How to cast char array to int at non-aligned position?

1.8k views Asked by At

Is there a way in C/C++ to cast a char array to an int at any position?

I tried the following, bit it automatically aligns to the nearest 32 bits (on a 32 bit architecture) if I try to use pointer arithmetic with non-const offsets:

unsigned char data[8];
data[0] = 0; data[1] = 1; ... data[7] = 7;
int32_t p = 3;
int32_t d1 = *((int*)(data+3));  // = 0x03040506  CORRECT
int32_t d2 = *((int*)(data+p));  // = 0x00010203  WRONG

Update:

  • As stated in the comments the input comes in tuples of 3 and I cannot change that.
  • I want to convert 3 values to an int for further processing and this conversion should be as fast as possible.
  • The solution does not have to be cross platform. I am working with a very specific compiler and processor, so it can be assumed that it is a 32 bit architecture with big endian.
  • The lowest byte of the result does not matter to me (see above).

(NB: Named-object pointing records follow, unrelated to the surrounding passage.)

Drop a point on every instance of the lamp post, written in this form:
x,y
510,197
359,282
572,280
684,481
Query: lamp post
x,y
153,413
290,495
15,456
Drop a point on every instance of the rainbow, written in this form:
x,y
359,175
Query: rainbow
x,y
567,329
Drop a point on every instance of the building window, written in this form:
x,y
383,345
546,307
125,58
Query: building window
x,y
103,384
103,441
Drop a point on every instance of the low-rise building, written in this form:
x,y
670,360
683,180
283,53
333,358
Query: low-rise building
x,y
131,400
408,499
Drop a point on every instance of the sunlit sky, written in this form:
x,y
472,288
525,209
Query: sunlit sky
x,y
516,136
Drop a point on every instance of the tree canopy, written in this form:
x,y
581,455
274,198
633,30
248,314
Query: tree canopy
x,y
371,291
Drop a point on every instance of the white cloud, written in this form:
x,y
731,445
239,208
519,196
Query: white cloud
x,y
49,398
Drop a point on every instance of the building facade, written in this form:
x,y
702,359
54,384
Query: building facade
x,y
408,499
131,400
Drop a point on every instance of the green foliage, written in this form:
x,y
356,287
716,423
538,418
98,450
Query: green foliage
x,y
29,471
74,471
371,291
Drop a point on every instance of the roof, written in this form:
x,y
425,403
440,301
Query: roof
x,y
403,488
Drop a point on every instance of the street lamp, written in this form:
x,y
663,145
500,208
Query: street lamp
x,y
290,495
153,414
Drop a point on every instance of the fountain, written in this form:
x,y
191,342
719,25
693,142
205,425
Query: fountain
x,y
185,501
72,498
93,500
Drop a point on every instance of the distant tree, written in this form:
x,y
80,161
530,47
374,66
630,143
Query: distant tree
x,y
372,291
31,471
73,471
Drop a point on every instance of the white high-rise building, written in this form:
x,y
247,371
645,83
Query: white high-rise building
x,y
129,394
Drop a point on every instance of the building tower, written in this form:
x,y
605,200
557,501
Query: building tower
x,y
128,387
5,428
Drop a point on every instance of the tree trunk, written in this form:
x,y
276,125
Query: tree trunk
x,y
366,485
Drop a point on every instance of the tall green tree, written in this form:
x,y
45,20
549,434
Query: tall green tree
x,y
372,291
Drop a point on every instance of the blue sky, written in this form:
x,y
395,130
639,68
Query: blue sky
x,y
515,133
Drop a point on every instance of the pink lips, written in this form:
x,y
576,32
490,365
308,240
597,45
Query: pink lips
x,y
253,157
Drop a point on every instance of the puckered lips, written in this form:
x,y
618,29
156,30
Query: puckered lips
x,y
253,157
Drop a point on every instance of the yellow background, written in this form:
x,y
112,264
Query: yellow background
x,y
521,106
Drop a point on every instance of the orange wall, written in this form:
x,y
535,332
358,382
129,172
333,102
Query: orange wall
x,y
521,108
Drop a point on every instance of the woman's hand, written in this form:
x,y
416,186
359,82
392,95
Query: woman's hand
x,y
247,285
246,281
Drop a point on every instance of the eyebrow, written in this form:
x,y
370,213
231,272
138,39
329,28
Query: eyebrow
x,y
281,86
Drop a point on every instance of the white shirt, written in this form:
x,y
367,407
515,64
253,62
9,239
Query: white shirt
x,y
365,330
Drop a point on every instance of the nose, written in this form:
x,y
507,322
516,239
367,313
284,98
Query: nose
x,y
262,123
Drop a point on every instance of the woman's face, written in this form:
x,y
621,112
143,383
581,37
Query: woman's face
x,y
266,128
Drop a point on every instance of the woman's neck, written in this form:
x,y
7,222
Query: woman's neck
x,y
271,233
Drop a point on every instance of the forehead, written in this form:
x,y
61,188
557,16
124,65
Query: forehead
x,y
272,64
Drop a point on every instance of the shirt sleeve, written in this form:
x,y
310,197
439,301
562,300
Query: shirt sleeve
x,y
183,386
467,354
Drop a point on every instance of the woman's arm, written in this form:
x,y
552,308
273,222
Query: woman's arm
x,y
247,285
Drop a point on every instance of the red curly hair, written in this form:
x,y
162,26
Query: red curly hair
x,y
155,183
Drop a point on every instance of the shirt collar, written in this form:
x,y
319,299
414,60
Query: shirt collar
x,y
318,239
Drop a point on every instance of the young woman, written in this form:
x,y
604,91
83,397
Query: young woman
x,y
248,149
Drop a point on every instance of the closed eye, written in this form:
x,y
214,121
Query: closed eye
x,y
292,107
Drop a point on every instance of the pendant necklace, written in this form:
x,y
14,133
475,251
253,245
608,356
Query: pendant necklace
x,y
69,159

My main questions at the moment are: Why has d1 the correct value but d2 does not? Is this also true for other compilers? Can this behavior be changed?

2

There are 2 answers

3
Bathsheba On BEST ANSWER

No you can't do that in a portable way.

The behaviour encountered when attempting a cast from char* to int* is undefined in both C and C++ (possibly for the very reasons that you've spotted: ints are possibly aligned on 4 byte boundaries and data is, of course, contiguous.)

(The fact that data+3 works but data+p doesn't is possibly due to to compile time vs. runtime evaluation.)

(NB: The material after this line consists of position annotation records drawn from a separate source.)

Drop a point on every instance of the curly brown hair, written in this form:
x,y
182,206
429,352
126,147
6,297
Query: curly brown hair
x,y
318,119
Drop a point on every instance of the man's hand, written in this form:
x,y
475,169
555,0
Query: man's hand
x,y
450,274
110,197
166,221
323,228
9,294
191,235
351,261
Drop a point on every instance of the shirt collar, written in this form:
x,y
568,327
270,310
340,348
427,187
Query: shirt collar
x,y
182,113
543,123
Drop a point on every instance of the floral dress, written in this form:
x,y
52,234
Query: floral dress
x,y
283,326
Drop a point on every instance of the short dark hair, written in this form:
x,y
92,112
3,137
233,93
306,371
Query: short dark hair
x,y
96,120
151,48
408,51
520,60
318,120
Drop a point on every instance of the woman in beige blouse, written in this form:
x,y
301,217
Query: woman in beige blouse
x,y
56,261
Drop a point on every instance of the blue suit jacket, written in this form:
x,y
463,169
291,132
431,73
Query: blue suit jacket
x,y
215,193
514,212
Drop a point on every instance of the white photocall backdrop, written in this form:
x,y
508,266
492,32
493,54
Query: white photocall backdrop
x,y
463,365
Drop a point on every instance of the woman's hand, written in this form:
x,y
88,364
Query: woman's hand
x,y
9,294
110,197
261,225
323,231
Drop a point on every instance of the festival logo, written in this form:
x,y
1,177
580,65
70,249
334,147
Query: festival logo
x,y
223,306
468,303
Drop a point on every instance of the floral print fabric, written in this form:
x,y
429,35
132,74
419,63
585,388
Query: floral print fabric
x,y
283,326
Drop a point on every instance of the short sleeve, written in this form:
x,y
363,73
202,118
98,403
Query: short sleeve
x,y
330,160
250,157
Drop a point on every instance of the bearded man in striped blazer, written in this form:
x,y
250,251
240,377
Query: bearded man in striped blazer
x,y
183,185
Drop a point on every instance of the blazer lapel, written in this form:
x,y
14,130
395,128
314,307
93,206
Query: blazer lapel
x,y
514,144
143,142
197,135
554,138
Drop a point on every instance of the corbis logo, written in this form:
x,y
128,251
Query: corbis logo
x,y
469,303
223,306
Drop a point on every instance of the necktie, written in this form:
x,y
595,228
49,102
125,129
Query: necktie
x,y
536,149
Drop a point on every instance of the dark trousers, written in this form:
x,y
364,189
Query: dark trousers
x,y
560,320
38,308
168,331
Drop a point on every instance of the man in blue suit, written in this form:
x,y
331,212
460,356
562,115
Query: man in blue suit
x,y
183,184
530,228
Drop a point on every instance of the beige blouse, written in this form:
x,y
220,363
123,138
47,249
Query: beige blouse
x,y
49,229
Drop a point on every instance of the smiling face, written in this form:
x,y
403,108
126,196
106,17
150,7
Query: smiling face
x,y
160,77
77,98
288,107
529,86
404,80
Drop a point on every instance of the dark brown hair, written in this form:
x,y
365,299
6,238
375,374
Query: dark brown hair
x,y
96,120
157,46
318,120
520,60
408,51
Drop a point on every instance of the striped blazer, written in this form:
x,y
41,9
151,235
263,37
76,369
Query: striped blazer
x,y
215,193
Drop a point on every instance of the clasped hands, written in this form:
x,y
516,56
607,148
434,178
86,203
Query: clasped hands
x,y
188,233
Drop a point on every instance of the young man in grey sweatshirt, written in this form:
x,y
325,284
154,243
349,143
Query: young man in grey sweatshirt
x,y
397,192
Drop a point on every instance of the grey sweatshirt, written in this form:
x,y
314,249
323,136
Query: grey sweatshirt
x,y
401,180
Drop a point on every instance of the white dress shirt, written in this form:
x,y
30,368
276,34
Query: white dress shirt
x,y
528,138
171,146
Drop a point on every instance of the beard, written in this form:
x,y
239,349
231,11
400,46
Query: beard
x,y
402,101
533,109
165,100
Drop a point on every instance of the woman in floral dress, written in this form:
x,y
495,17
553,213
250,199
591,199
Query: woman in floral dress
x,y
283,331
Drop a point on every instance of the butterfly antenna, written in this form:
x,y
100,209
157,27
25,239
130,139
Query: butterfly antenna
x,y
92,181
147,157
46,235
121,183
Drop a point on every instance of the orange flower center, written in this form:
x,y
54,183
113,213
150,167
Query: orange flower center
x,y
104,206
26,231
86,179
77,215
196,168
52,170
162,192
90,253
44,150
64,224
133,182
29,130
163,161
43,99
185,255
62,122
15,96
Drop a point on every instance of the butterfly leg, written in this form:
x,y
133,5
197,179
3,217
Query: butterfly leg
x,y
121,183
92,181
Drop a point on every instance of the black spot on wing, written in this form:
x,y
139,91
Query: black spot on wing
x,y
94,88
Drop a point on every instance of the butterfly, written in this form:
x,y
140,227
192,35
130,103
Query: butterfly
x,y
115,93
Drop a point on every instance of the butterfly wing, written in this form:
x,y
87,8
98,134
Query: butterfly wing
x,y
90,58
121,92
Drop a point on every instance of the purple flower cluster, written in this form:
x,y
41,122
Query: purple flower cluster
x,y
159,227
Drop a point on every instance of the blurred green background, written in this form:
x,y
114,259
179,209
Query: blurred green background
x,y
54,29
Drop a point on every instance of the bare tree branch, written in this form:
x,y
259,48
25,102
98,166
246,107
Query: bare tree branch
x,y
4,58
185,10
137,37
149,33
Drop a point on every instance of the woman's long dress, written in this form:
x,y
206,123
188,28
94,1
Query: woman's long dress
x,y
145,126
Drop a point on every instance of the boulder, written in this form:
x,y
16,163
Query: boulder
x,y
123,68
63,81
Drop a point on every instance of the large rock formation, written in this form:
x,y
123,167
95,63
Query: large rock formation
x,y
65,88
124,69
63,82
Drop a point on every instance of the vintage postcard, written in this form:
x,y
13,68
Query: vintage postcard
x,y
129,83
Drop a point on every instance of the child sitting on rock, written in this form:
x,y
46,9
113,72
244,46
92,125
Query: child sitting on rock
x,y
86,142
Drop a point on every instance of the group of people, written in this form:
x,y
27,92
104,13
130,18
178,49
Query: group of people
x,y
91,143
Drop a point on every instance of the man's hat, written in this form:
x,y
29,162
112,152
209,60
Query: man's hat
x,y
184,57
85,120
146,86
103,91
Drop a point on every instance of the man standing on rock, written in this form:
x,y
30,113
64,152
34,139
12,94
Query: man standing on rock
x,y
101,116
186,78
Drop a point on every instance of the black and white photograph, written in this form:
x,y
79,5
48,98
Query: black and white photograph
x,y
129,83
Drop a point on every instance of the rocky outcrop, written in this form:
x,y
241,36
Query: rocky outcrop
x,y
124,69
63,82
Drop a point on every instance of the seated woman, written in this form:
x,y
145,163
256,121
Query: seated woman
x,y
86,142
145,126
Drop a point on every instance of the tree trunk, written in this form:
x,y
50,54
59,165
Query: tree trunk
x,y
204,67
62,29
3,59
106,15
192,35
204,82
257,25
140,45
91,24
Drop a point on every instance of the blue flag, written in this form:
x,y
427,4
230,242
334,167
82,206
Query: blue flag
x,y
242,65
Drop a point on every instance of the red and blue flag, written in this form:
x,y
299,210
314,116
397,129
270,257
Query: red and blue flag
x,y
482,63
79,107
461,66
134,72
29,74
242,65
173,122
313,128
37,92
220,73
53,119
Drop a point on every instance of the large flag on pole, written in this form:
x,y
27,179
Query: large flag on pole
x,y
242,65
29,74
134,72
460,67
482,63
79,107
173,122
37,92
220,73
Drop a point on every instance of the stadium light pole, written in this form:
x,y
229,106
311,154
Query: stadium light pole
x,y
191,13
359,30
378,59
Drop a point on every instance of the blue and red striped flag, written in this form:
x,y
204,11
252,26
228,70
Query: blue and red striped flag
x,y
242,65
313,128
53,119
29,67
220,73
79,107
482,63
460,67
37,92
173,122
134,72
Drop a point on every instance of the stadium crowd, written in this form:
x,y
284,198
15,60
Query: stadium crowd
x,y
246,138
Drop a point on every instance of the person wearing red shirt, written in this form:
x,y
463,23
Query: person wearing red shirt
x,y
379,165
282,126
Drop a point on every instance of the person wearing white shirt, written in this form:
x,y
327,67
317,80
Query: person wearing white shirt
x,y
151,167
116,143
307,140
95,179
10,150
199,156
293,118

Also note that the signed-ness of char is not specified in either C or C++ so you should use signed char or unsigned char if you're writing code like this.

Your best bet is to use bitwise shift operators (>> and <<) and logical | and & to absorb char values into an int. Also consider using int32_tin case you build to targets with 16 or 64 bit ints.

13
mafso On

There is no way, converting a pointer to a wrongly aligned one is undefined.

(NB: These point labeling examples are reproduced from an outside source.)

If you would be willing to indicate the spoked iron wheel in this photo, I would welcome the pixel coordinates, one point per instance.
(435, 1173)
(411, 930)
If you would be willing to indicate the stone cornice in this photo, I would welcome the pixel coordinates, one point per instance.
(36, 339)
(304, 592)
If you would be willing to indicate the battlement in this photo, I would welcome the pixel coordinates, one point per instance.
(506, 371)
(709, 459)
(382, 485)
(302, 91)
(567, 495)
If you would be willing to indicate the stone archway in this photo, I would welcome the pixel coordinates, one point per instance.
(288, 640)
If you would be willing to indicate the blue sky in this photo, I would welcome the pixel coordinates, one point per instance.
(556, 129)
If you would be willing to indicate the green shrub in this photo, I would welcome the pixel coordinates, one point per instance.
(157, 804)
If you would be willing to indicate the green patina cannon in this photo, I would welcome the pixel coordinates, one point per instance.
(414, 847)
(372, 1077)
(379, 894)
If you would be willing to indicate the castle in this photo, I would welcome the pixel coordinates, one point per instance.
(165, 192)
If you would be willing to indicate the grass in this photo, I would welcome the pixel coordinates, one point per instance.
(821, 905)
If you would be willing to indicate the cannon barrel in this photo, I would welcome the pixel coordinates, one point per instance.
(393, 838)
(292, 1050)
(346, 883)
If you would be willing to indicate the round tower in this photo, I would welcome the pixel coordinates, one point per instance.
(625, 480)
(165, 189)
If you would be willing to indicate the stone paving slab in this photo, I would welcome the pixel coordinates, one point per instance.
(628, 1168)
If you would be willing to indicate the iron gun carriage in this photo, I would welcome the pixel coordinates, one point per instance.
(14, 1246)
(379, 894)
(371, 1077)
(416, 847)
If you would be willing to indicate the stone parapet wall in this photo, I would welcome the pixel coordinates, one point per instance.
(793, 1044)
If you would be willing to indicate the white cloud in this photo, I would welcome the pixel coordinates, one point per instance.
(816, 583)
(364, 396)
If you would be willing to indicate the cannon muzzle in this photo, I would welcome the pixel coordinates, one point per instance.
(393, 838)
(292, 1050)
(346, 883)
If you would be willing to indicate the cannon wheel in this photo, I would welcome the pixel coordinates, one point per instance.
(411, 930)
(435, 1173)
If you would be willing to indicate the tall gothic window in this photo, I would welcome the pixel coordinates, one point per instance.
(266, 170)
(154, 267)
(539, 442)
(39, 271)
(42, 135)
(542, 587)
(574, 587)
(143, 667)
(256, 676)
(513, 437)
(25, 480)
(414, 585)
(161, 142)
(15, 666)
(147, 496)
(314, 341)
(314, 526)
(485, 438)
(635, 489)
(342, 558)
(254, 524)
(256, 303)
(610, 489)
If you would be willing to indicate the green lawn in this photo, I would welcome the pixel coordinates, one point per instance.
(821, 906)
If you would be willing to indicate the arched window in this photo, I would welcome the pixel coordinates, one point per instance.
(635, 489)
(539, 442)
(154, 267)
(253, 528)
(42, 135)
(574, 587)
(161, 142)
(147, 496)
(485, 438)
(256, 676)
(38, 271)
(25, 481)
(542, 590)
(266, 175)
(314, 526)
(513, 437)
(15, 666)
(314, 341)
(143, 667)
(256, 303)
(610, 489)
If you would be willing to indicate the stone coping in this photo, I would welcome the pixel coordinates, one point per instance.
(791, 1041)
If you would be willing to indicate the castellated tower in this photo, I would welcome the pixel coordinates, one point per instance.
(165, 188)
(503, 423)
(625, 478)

You can use memcpy to copy the char array into an int32_t.

int32_t d = 0;
memcpy(&d, data+3, 4); // assuming sizeof(int) is 4

Most compilers have built-in functions for memcpy with a constant size argument, so it's likely that this won't produce any runtime overhead.

Even though a cast like you've shown is allowed for correctly aligned pointers, dereferencing such a pointer is a violation of strict aliasing. An object with an effective type of char[] must not be accessed through an lvalue of type int.

In general, type-punning is endianness-dependent, and converting a char array representing RGB colours is probably easier to do in an endianness-agnostic way, something like

int32_t d = (int32_t)data[2] << 16 | (int32_t)data[1] << 8 | data[0];